From 6a333d17b7107c5a2e90560def3ee7693bf8a489 Mon Sep 17 00:00:00 2001
From: David Cooper <david.cooper@nist.gov>
Date: Thu, 27 Feb 2025 13:56:22 -0800
Subject: [PATCH] OpenSSL 3.5 compatibility

With the current master branch of OpenSSL (3.5.0-dev), the output that is provided by s_client has changed in the case of a cipher suite that uses an ephemeral key. Rather than preceding the ephemeral key information with "Server Temp Key: ", it is now preceded by either "Peer Temp Key:" or "Negotiated TLS1.3 group:". This commit modifies the lines that extract ephemeral key information from OpenSSL responses to accept any of these strings.
---
 testssl.sh | 12 ++++++------
 1 file changed, 6 insertions(+), 6 deletions(-)
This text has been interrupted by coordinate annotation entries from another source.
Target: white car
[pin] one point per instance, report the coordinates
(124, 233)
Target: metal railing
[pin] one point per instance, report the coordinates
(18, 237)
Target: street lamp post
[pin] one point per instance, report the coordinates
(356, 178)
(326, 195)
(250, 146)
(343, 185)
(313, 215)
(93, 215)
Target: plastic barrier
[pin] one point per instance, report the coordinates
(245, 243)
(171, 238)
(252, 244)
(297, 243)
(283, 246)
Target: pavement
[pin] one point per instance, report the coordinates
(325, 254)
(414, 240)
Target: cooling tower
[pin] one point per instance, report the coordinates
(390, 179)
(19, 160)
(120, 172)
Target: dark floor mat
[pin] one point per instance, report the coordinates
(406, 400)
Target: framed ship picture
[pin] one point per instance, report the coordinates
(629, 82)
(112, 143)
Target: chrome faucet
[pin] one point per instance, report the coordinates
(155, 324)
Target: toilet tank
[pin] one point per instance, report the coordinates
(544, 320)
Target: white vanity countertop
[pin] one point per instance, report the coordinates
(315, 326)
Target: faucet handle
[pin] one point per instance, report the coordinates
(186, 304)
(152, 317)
diff --git a/testssl.sh b/testssl.sh
index 1dce452..ca68b89 100755
--- a/testssl.sh
+++ b/testssl.sh
@@ -5216,7 +5216,7 @@ run_client_simulation() {
                     fi
                     if [[ $sclient_success -eq 0 ]]; then
                          # If an ephemeral DH key was used, check that the number of bits is within range.
-                         temp=$(awk -F': ' '/^Server Temp Key/ { print $2 }' "$TMPFILE")        # extract line
+                         temp=$(awk -F': ' '/^Server Temp Key|^Peer Temp Key/ { print $2 }' "$TMPFILE")        # extract line
                          what_dh="${temp%%,*}"
                          bits="${temp##*, }"
                          # formatting
@@ -6706,7 +6706,7 @@ pr_cipher_quality() {
 read_dhtype_from_file() {
      local temp kx
 
-     temp=$(awk -F': ' '/^Server Temp Key/ { print $2 }' "$1")        # extract line
+     temp=$(awk -F': ' '/^Server Temp Key|^Peer Temp Key|^Negotiated TLS1.3 group/ { print $2 }' "$1")        # extract line
      kx="Kx=${temp%%,*}"
      [[ "$kx" == "Kx=X25519" ]] && kx="Kx=ECDH"
      [[ "$kx" == "Kx=X448" ]] && kx="Kx=ECDH"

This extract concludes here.